# Got my mom involved!



## nubsmoke (Feb 4, 2004)

She bought an aquarium for her goldfish to live in this winter. She was'nt using it so....................


----------



## nubsmoke (Feb 4, 2004)

right side shot


----------



## Slim (Jan 9, 2005)

Is that a 55 gallon? Thats really awesome. nice looking fry.


----------



## Joga Bonito (Oct 30, 2004)

nice


----------



## Serygo (May 17, 2004)

You live with your mom?


----------



## BootyBandit (Aug 29, 2004)

LMFAO mamas boy :rasp:

j/k :laugh:


----------



## armac (Nov 28, 2002)

3xtacie said:


> You live with your mom?
> 
> 
> 
> ...


You do also right?


----------



## nubsmoke (Feb 4, 2004)

Slim said:


> Is that a 55 gallon?

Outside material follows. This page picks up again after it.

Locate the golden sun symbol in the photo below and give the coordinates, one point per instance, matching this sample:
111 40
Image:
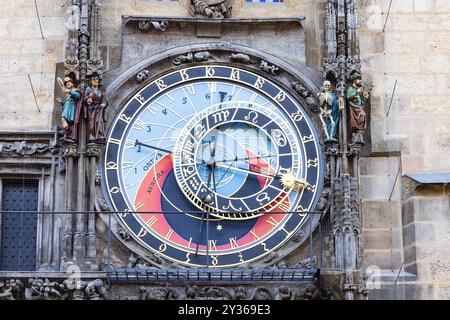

Thats really awesome. nice looking fry.
> [snapback]1177584[/snapback]​


Yes it's a 55. You should see it today, it has another divider in it now! It has 2-3 inch fish(3), 1-1.5 inch (50-75), and 1/2 -3/4 inch(2-300)! She has even sepparated them for me! What a mom!


----------



## nubsmoke (Feb 4, 2004)

3xtacie said:


> You live with your mom?
> 
> 
> 
> ...


I just have fry there! I own multiple houses, and even have a house just for my fish! Ask Kevin/soldat , he came and saw my collection. So no mamma's boy here.


----------



## ronzz (Oct 26, 2004)

damn them fry look cool i would love to raise baby p,s respect dude


----------